Asterisk Forums

[shawn.ross]

Hello, I'm helping to develop a new application using the Extend API.
We have most of our code written out, and are using the Test Suite to validate the XML.

However, we can't find information on how to create the proper 'authentication' process. The Test Suite gives you a webform where you can type in the pertinent info, but doesn't list 'how' they communicate this to the Switchvox Server.

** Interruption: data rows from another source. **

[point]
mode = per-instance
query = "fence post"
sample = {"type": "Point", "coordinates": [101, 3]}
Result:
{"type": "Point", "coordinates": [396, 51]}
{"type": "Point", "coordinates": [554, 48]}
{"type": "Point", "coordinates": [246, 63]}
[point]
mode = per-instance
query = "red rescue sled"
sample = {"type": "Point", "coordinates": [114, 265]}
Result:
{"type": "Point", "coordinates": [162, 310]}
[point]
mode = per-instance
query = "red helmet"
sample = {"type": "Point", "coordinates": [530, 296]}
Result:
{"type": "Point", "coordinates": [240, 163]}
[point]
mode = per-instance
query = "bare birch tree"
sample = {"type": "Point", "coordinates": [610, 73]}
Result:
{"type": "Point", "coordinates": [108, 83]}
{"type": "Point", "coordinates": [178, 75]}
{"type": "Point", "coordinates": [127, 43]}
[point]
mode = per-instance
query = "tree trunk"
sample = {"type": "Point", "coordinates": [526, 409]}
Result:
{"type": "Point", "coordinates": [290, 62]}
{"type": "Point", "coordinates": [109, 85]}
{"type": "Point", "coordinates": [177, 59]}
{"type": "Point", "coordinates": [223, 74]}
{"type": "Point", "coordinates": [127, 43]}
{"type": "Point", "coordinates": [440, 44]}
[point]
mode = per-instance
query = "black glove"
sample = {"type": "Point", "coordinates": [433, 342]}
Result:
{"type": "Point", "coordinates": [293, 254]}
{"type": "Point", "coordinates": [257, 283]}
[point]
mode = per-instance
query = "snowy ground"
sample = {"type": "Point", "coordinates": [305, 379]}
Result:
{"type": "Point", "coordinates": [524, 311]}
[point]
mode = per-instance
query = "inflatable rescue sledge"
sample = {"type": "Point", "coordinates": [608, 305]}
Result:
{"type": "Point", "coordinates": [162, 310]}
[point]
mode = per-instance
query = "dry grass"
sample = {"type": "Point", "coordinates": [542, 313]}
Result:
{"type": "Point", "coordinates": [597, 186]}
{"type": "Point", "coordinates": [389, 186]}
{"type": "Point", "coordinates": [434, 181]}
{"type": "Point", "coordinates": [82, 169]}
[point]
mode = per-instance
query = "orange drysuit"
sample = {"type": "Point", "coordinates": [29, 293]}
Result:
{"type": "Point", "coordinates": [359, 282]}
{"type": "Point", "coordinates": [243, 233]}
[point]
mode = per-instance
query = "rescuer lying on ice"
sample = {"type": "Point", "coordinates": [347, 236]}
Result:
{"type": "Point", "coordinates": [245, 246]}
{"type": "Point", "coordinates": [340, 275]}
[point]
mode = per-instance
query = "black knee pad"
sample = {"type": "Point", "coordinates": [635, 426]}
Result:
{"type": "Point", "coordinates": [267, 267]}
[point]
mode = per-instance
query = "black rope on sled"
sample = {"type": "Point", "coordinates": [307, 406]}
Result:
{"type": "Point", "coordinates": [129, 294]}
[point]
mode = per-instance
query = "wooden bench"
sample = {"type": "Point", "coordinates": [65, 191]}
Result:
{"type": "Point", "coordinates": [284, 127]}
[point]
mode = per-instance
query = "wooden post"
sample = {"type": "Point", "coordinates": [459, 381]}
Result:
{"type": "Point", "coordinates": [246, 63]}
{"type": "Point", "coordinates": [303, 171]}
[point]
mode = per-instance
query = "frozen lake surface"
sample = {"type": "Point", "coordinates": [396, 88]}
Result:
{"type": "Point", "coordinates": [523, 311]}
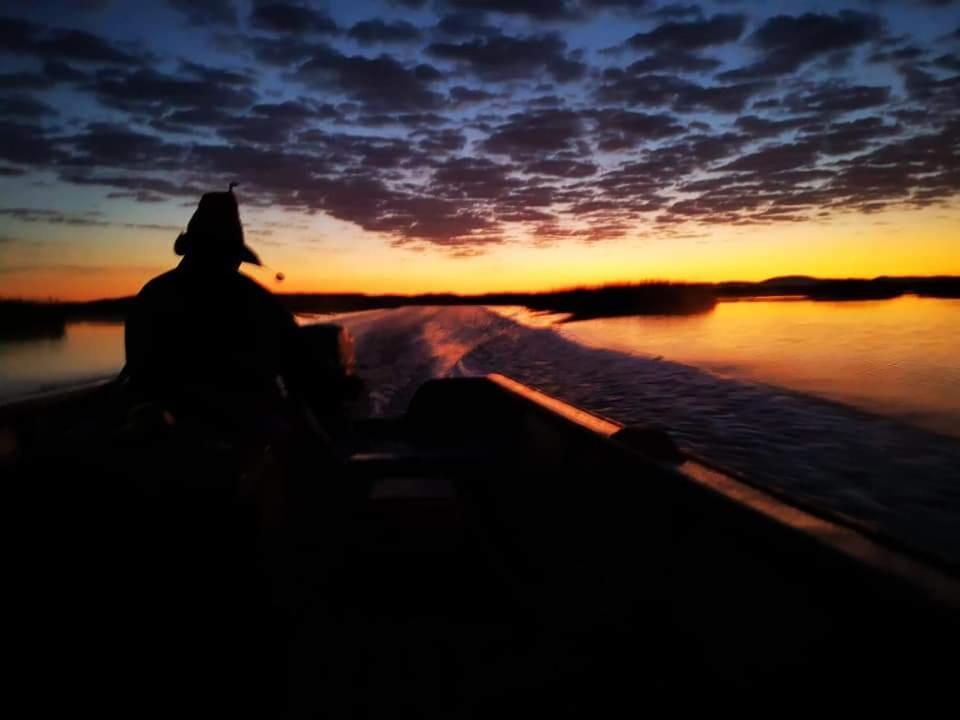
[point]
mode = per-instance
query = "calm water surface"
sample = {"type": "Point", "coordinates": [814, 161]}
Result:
{"type": "Point", "coordinates": [897, 357]}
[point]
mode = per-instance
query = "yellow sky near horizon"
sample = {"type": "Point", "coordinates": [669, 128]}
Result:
{"type": "Point", "coordinates": [82, 263]}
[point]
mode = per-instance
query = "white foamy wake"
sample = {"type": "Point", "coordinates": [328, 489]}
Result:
{"type": "Point", "coordinates": [903, 480]}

Is this simply an HTTP request that is sent in plain-text? I would think that sending an HTTP request w/ the username/password in cleartext would be insecure. What method should we be using to authenticate so that we can send the proper 'request' using the Admin Extend API?

[dpodolsky]

The extend API uses digest authentication and all communication goes over HTTPs (http redirects to https). You can read more about connecting and authenticating here:

http://developers.digium.com/switchvox/ ... e_overview

Digest Auth is supported in more libraries, usually just another setting. You can even supply credentials just using wget. See our WGET web post / tutorial about using it to connect to the Extend API:
http://developers.digium.com/switchvox/blog/?p=8

Hope this helps.

[rybu0305]

I am bumping this because even after reading everything at developers central and researching on web I don't understand how to authenticate.

I am new to XML and haven't programmed for years but we recently purchased Switchvox and I am excited to play with it.

So I will break it down this way.
I can go here and follow the instructions to login.
http://developers.digium.com/switchvox/ ... _Interface

The next step at the bottom links straight to "constructing requests".
http://developers.digium.com/switchvox/ ... g_Requests

What I can't figure out is how this xml code....

Code: Select all

<request method="switchvox.extensions.search">
    <parameters>
        <min_extension>100</min_extension>
        <max_extension>200</max_extension>
        <extension_types>
            <extension_typ>ivr</extension_typ>
            <extension_typ>call_queue</extension_typ>
        </extension_types>
    </parameters>
</request>

1) No where is a URL specified to send the request
2) How do you tell your xml file where to send the request?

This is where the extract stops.